Ce n’est que suite à leur refus d’utiliser le trike que cette prestation n’a pas pu être exécutée.
Tel qu’indiqué et développé précédemment, aucun manquement à l’information précontractuelle ou contractuelle ne peut être retenu.
Dès lors, Monsieur [M] [R] et Madame [O] [N] ne démontrent pas une exécution imparfaite du contrat et la responsabilité de la SAS WEST FOREVER ne peut également pas être recherchée sur ce fondement.
Au regard de l’ensemble de ces éléments, la responsabilité de la SAS WEST FOREVER ne pouvant être recherchée sur aucun fondement, celle-ci n’ayant commis aucune faute ni aucun dol, Monsieur [M] [R] et Madame [O] [N] seront déboutés de toutes leurs demandes.
Sur les demandes accessoires
Il y a lieu de condamner Monsieur [M] [R] et Madame [O] [N], qui succombent, aux dépens, et ce, conformément aux dispositions de l’article 696 du Code de Procédure Civile.
Ils seront par conséquent déboutés de leur demande fondée sur l’article 700 du Code de Procédure Civile.
En revanche, l’issue de la procédure et l’équité justifient qu’ils soient condamnés à payer à la SAS WEST FOREVER la somme de 500 € sur le fondement de l’article 700 du Code de Procédure Civile.
Conformément à l’article 514 du code de procédure civile, les décisions de première instance sont de droit exécutoires à titre provisoire à moins que la loi ou la décision rendue n’en dispose autrement.

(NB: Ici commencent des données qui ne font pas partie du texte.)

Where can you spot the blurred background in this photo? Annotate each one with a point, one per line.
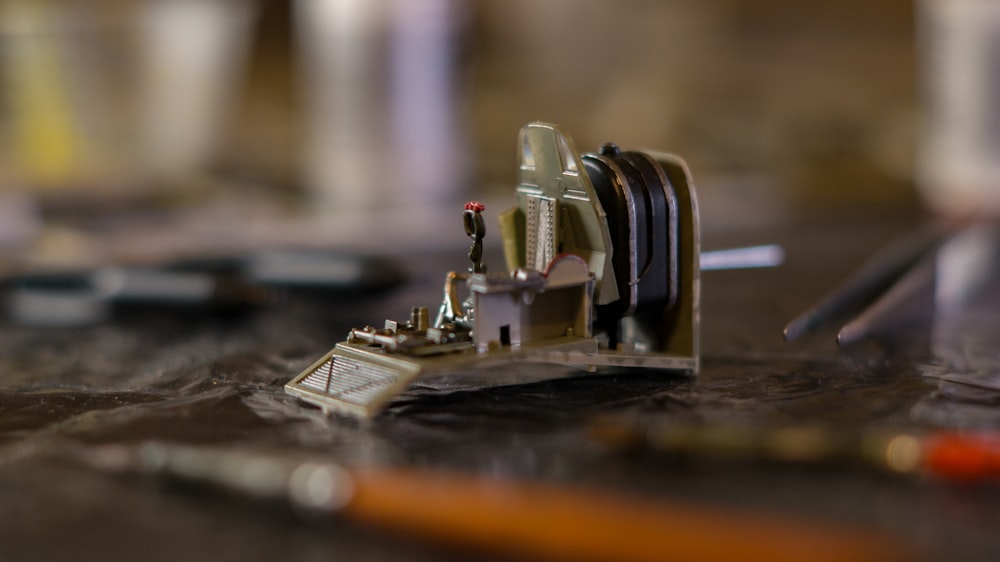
(131, 129)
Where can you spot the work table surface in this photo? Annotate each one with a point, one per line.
(218, 381)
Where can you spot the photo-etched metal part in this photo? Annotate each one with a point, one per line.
(567, 258)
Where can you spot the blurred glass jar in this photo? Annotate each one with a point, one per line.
(382, 125)
(109, 95)
(958, 168)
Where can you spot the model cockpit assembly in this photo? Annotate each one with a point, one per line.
(602, 255)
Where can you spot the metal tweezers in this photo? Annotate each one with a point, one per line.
(879, 288)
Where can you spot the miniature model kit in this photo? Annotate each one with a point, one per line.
(602, 253)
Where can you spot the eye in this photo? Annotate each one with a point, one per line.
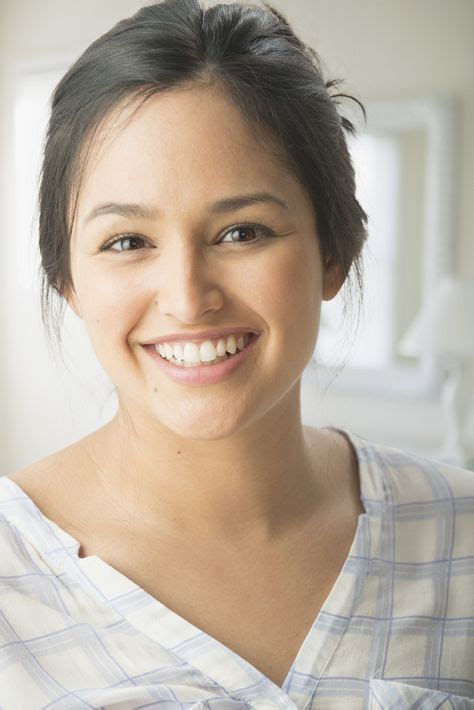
(120, 239)
(238, 230)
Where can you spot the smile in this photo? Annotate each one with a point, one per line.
(196, 371)
(209, 352)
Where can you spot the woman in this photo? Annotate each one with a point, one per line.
(204, 548)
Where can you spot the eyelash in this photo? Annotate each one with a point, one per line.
(266, 231)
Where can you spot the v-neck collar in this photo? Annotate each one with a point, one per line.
(194, 646)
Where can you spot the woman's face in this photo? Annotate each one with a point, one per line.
(187, 269)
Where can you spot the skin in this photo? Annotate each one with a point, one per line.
(230, 461)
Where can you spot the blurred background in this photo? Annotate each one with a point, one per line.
(408, 375)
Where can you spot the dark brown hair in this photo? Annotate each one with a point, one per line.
(272, 77)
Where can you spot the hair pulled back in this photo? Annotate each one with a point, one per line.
(270, 75)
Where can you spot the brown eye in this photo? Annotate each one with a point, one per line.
(243, 233)
(121, 239)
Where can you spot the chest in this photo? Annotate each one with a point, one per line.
(260, 606)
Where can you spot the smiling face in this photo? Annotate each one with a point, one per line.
(187, 269)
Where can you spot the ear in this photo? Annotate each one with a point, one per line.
(333, 278)
(72, 300)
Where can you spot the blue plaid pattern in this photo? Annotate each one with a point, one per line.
(396, 631)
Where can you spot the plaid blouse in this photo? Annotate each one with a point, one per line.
(396, 631)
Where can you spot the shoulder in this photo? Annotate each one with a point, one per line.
(415, 478)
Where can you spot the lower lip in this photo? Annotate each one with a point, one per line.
(204, 375)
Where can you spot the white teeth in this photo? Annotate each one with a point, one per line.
(178, 352)
(231, 345)
(208, 351)
(221, 347)
(192, 354)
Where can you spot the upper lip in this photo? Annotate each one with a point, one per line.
(203, 335)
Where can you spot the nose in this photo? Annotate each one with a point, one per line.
(188, 288)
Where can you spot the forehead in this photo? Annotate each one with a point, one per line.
(179, 144)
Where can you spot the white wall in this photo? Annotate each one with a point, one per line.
(383, 48)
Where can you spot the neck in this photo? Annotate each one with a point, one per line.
(254, 485)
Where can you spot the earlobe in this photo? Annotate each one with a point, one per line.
(73, 302)
(332, 280)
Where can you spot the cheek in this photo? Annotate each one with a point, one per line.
(291, 292)
(109, 301)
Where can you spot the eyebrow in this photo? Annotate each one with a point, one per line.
(227, 204)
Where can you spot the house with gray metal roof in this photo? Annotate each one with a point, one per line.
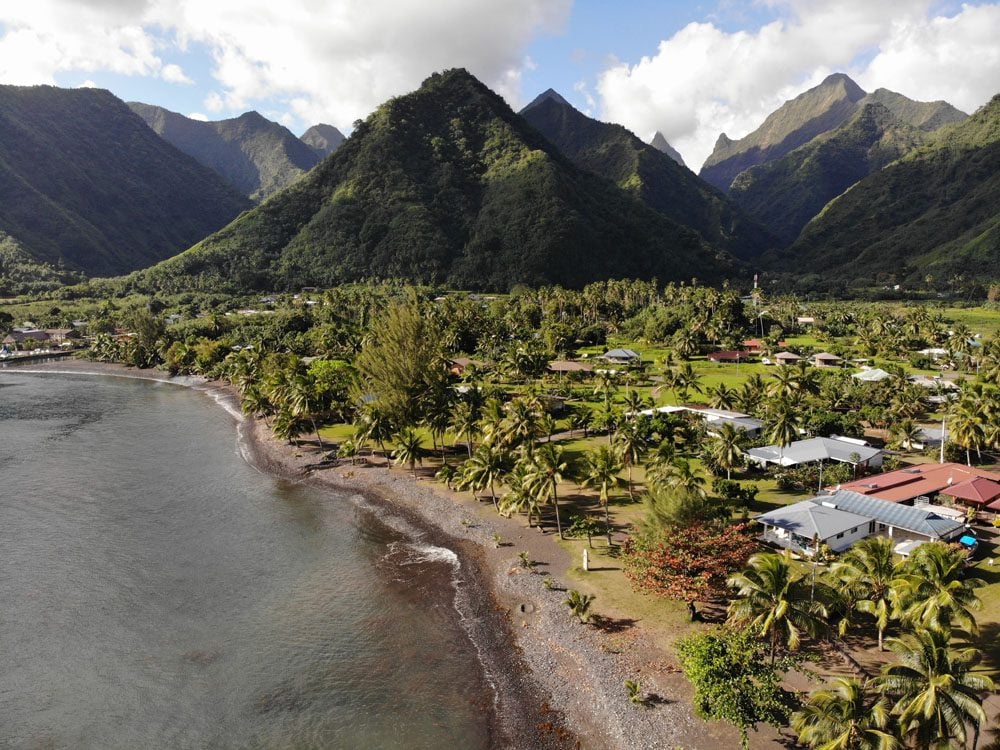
(845, 517)
(834, 448)
(621, 356)
(804, 526)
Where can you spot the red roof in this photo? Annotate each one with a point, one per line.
(979, 490)
(727, 356)
(913, 481)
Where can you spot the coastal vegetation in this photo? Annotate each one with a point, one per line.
(469, 388)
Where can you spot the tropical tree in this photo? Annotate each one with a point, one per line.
(630, 441)
(933, 590)
(465, 423)
(936, 693)
(601, 469)
(845, 716)
(773, 603)
(734, 682)
(868, 573)
(782, 424)
(726, 448)
(546, 471)
(520, 496)
(679, 475)
(486, 467)
(409, 449)
(579, 604)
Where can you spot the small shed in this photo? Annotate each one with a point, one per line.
(621, 356)
(825, 359)
(729, 356)
(786, 358)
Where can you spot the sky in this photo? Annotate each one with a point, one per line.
(689, 69)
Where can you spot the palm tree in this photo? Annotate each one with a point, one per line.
(547, 469)
(686, 379)
(843, 716)
(601, 470)
(773, 603)
(782, 425)
(485, 469)
(867, 573)
(722, 397)
(631, 442)
(726, 448)
(968, 428)
(520, 495)
(465, 423)
(905, 434)
(606, 387)
(409, 449)
(679, 474)
(521, 423)
(579, 604)
(932, 592)
(581, 419)
(301, 399)
(935, 691)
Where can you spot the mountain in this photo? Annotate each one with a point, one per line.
(661, 144)
(936, 211)
(444, 185)
(786, 193)
(86, 186)
(545, 96)
(323, 139)
(795, 122)
(661, 183)
(254, 155)
(926, 116)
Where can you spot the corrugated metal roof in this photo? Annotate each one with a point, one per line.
(813, 449)
(809, 519)
(918, 520)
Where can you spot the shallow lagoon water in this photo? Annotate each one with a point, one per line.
(159, 591)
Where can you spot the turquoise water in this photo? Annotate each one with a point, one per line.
(160, 592)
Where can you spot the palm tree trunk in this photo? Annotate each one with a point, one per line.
(607, 520)
(555, 502)
(318, 438)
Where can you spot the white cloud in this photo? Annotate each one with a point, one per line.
(174, 74)
(704, 81)
(332, 60)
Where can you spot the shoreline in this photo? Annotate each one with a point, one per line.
(556, 683)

En l’espèce, compte tenu de la nature du litige et en l’absence de dispositions légales contraires, rien ne justifie de l’écarter.
PAR CES MOTIFS
Le Tribunal, statuant publiquement, par jugement prononcé par mise à disposition au greffe, contradictoire et en premier ressort,
DÉBOUTE Monsieur [M] [R] et Madame [O] [N] de l’intégralité de leurs demandes ;
CONDAMNE Monsieur [M] [R] et Madame [O] [N] à payer à la SAS WEST FOREVER la somme de 500 € sur le fondement de l’article 700 du Code de Procédure Civile ;
CONDAMNE Monsieur [M] [R] et Madame [O] [N] aux dépens ;
RAPPELLE que la présente décision est revêtue de l’exécution provisoire en toutes ses dispositions.
Ainsi fait et prononcé les jour, mois et an susdits, siégeant Madame BASTOS, présidant l’audience, assistée de Madame le greffier, qui ont signé la minute de la présente décision.